Seeking interesting regex samples

Turbocapitalist · 03-17-2020, 04:33 AM

I am looking to collect a samples of interesting or particularly useful regular expressions. POSIX, Extendend, or PCRE are all good. I've seen RexEgg, Ryan's Tutorial's Regular Expressions!, and the Regular Expressions Tutorial to name three. I've also cruised through a bit of code but the syntax is not something that can easily be found genericly with grep.
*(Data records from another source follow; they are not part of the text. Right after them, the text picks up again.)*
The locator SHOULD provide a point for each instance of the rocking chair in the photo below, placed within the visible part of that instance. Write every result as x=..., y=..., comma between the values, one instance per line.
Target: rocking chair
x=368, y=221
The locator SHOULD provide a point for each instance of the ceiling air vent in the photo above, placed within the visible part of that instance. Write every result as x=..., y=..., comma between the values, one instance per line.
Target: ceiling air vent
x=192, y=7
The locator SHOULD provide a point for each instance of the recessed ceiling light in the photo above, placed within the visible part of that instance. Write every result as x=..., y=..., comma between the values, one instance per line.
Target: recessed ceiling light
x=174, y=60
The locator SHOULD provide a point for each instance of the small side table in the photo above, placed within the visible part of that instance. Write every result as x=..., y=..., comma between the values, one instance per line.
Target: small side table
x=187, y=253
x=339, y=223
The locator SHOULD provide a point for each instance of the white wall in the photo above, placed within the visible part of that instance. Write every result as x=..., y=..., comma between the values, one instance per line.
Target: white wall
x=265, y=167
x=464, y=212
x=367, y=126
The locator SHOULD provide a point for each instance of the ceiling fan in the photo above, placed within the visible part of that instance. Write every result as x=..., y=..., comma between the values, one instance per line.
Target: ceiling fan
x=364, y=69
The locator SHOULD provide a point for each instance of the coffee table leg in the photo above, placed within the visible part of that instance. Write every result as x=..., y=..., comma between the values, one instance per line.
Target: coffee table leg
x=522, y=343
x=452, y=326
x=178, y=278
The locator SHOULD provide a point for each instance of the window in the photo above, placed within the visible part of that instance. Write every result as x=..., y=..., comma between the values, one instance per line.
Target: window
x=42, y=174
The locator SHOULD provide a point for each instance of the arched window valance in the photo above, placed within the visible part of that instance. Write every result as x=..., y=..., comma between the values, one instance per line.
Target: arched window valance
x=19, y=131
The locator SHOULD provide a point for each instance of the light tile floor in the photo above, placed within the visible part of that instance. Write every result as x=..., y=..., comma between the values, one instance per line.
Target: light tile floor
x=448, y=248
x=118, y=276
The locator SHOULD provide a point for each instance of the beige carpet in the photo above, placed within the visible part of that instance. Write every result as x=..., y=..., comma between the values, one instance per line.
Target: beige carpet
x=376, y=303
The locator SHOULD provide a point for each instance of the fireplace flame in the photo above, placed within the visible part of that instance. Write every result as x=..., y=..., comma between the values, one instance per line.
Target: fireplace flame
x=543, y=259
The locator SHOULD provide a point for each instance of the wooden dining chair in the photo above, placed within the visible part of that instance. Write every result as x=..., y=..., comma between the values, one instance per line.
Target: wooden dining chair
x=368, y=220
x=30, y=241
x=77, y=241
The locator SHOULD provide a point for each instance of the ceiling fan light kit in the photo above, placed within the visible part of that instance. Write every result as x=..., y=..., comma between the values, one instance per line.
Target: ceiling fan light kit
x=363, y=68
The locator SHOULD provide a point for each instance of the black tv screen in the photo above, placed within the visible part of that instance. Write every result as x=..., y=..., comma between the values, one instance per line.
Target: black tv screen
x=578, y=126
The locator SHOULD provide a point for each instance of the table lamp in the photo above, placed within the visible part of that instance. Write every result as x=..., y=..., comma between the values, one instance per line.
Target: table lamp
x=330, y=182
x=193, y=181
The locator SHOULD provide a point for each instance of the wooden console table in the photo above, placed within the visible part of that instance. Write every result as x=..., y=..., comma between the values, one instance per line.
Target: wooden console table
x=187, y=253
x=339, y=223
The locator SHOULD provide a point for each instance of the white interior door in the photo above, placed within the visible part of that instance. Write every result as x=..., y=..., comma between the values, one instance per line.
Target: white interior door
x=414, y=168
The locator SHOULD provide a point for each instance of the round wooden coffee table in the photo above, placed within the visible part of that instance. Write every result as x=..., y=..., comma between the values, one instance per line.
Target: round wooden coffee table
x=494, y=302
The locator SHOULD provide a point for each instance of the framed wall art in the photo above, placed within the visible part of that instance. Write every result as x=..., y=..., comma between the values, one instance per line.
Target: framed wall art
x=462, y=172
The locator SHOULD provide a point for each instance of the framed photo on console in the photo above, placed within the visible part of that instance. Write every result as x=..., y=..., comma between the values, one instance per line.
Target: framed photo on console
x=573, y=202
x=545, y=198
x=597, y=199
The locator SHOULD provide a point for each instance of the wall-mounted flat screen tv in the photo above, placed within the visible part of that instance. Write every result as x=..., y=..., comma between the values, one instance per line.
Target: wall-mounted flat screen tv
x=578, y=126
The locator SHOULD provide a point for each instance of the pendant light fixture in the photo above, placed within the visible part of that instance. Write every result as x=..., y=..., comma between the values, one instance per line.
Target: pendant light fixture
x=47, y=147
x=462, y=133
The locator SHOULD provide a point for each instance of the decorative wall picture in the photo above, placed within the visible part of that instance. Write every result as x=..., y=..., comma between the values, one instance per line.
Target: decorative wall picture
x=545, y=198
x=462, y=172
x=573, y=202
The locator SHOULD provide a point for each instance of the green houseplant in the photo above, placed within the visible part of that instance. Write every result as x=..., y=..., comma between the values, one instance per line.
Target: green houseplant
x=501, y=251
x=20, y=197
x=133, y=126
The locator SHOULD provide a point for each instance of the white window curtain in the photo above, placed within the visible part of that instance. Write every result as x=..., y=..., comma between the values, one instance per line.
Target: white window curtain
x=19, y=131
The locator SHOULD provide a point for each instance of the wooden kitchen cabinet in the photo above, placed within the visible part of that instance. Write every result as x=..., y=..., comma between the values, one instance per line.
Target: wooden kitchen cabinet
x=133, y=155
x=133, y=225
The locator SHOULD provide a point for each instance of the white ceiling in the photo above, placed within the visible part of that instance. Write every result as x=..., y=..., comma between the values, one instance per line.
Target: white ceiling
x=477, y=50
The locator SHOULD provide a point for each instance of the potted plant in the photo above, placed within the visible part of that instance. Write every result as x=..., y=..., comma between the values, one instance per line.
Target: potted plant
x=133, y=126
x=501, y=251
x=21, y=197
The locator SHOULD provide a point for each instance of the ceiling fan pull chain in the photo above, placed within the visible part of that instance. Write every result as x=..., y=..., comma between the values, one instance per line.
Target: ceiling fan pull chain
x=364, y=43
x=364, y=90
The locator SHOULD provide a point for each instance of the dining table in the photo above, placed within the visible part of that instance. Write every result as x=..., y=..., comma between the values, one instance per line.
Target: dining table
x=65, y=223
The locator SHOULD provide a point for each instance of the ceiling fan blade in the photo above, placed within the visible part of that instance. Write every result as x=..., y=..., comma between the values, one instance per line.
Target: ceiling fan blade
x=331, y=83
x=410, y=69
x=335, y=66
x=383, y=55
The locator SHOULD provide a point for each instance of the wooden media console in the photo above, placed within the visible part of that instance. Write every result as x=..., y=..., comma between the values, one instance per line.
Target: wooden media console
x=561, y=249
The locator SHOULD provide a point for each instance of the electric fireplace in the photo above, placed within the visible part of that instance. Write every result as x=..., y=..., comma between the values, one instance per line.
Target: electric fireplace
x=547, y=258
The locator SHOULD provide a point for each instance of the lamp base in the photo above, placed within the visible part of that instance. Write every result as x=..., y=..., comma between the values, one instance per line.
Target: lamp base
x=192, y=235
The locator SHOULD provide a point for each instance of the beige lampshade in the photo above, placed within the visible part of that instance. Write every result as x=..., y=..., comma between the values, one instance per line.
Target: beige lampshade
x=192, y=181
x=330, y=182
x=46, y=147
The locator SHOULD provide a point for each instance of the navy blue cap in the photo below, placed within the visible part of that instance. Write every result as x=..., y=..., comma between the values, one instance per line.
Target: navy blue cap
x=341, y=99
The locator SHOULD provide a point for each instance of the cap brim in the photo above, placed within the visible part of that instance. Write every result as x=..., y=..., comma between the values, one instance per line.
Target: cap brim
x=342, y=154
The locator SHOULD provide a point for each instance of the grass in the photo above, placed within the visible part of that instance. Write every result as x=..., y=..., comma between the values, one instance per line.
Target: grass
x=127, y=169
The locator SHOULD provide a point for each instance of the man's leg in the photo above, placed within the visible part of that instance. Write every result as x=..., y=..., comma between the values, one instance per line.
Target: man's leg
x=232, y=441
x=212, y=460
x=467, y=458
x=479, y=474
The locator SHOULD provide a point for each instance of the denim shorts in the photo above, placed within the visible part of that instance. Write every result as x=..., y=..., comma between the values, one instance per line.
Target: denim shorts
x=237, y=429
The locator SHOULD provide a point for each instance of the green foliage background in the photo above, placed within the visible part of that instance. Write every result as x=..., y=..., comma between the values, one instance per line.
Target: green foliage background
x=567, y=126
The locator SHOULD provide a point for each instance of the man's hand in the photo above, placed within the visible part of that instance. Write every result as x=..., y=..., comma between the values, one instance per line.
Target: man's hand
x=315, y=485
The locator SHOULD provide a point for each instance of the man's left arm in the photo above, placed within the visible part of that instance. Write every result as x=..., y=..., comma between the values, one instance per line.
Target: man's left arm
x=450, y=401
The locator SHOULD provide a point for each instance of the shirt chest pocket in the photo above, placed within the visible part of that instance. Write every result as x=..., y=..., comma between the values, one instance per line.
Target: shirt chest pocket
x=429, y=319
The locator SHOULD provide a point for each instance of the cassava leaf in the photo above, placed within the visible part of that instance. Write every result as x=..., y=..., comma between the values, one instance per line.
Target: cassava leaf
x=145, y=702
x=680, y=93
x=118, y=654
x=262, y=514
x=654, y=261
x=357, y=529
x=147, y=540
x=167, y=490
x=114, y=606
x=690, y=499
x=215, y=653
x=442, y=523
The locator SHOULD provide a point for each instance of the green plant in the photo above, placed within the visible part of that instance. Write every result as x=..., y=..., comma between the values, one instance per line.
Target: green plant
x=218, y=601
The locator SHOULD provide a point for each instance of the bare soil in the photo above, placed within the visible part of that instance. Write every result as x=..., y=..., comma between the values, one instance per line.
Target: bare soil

So I am asking for what you recall:

Which interesting and/or useful patterns have you seen, made, and/or used?

Myself, I have recently dealt with this one to place commas in a rather long number:

Code:

s/(\d)(?=(\d{3})+$)/$1,/g;

Strip leading and trailing white space:

Code:

s/^\s+//; s/\s+$//;

Strip hidden Unicode word joiner:

Code:

s/\x{2060}//g;

However, it has not occured to me to keep note of them over the years and most have been one-offs. It would be interesting to know which regular expressions have been particularly useful or interesting, especially the longer, more complex ones.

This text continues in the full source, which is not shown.